На нашем сайте KnigaRead.com Вы можете абсолютно бесплатно читать книгу онлайн Автор неизвестен, "Махабхарата. Рамаяна" бесплатно, без регистрации.
Перейти на страницу:

Сын ветра залюбовался летающей колесницей, отнятой повелителем ракшасов у своего брата Куберы.

[Летающая колесница]

(Часть 7)

У Пу́шпаки[246], волшебной колесницы,
Переливали жарким блеском спицы.
Великолепные дворцы столицы
Не доставали до ее ступицы!

А кузов был в узорах шишковатых —
Коралловых, смарагдовых пернатых,
Конях ретивых, на дыбы подъятых,
И пестрых кольцах змей замысловатых.

Сверкая опереньем, дивнолицы,
Игриво крылья распускали птицы
И снова собирали. Так искрится
Стрела, что Камы пущена десницей!

Слоны шагали к Лакшми по стремнине,
И, с лотосами «падма»[247], посредине
Сидела дивнорукая богиня.
Такой красы не видели доныне!

И обошла с восторгом обезьяна,
Как дивный холм с пещерою пространной,
Как дерево с листвой благоуханной,
Громаду колесницы осиянной.

[Летающая колесница]

(Часть 8)

Дивился Хануман летучей колеснице
И Вишвака́рмана божественной деснице.

Он сотворил ее, летающую плавно,
Украсил жемчугом и сам промолвил: «Славно!»

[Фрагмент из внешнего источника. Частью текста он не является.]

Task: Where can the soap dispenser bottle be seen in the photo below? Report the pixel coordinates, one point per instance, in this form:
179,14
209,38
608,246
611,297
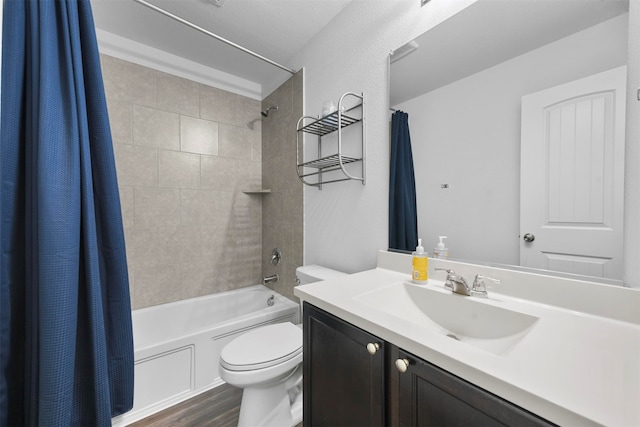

Свидетельством его старанья и успеха
На солнечном пути блистала эта веха.

И не было во всей громаде колесницы
Ни пяди, сделанной с прохладцей, ни частицы,

Куда не вложено усердья, разуменья,
Где драгоценные не светятся каменья.

Подобной красоты ни в царственном чертоге
Не видели, ни там, где обитают боги!

[Женщины Раваны]

(Часть 9)

Полйо́джаны вширь, а в длину равен йоджане целой,
Предстал Хануману дворец ослепительно белый.

Сверкали ступени златые у каждой террасы,
Оконницы из хрусталя и другие украсы.

Площадки висячие золотом были одеты,
И в нем переливно отсвечивали самоцветы.

Блестели в дворцовом полу жемчуга и кораллы,
Сверкали смарагды зеленые, алые лалы.

И красный сандал, золотым отливающий глянцем,
Дворец наполнял восходящего солнца багрянцем.

На Пу́шпаку влез Хануман и, повиснув на лапах,
Услышал еды и питья соблазнительный запах.

Манящее благоуханье сгустилось чудесно,
Как будто бы в нем божество воплотилось телесно.

И не было для Ханумана родней аромата,
Чей зов уподобился голосу кровного брата:
«Пойдем, я тебе помогу разыскать супостата!»

Советник Сугривы последовал этим призывам
И вдруг очутился в покое, на редкость красивом.

С прекрасной наложницей Раваны мог бы, пожалуй,
Мудрец обезьяний сравнить златостолпную залу.

Сверкали в хрустальных полах дорогие вкраплепья,
Резная слоновая кость, жемчуга и каменья.

С оглавьями крылообразными были колонны.
Казалось, парил в поднебесье дворец окрыленный.

Четвероугольный, подобно земному пространству,
Ковер драгоценный величья прибавил убранству.

Пернатыми певчими, благоуханьем сандала
Был полон дворец и его златостолпная зала.

Какой белизной лебединой сияла обитель,
Где жил пожирателей мяса единый властитель!

Дымились курильницы, пахли гирлянды, враждебный
Чертог был под стать Камадхе́ну — корове волшебной,

Способной сердца веселить, разрумянивать лица,
Как будто она исполненьем желаний доится!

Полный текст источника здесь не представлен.